Showing all posts tagged tech:

Protect the base

An interesting story in the news today is about Gmail adding an "unsubscribe" link to marketing e-mails. Of course this is not exactly a new feature, having first launched in 2009.

Some of the commentary about why Google is doing this seems to me a bit misguided. Someone from Slate on Monocle’s The Briefing (sorry, missed the name) characterised this move as Google trying to make Gmail more useful for users and therefore more sticky.

I think the actual reason Google is doing this is to reduce or even eliminate a channel marketers can use to connect with consumers without going through Google. Subscribing to e-mail updates is a direct connection between consumers and brands.
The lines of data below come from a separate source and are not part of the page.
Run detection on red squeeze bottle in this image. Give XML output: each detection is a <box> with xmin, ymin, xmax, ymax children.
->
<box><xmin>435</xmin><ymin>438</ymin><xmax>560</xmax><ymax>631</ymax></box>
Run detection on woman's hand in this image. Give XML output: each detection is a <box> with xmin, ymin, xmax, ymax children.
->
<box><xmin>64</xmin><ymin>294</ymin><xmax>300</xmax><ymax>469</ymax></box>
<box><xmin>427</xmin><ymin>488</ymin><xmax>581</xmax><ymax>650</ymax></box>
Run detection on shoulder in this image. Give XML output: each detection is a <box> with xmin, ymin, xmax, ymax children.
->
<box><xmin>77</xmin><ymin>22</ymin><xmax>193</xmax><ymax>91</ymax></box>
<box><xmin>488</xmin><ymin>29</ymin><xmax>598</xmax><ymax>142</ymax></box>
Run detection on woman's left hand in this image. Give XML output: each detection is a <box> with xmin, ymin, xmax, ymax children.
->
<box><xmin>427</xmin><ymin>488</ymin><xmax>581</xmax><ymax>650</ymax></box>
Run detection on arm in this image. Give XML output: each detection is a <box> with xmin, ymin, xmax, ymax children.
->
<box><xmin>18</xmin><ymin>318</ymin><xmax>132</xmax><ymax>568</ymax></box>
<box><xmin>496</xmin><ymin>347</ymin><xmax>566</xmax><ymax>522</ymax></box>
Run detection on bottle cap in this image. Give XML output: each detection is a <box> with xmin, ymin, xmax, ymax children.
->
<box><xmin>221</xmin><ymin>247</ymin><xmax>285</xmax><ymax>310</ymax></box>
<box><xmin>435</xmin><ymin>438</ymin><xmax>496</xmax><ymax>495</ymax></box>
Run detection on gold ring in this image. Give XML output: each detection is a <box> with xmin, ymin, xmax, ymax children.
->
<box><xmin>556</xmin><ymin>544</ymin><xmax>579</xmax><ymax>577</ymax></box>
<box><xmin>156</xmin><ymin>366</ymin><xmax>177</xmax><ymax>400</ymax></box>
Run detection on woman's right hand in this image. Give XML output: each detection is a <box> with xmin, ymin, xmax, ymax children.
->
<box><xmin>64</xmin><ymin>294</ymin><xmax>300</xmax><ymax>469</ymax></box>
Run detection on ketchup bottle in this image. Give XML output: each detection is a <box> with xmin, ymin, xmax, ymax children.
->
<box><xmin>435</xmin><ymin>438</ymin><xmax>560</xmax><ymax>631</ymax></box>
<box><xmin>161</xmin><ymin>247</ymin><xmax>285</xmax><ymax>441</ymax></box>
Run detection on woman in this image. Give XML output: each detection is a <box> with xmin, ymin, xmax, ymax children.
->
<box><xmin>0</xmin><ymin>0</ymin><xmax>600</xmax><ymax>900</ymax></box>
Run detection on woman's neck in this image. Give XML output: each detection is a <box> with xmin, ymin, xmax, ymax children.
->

Google would rather be the middleman in that transaction, selling AdWords to brands and collecting a toll on all the traffic.

What makes me fairly certain of this analysis is that Gmail’s unsubscribe feature relies on the sender including the list-unsubscribe header as per RFC 2369, so it won’t help with spam or with dodgy marketing e-mails in general, only with entirely legitimate and technically correct marketing communications.

I’m not on Team "Everything Google does is evil!", but that doesn’t stop me from taking a clear-eyed look at what they do.

Adventures in AppleScript

Here’s a handy little AppleScript to switch the Bluetooth audio output device on a Mac.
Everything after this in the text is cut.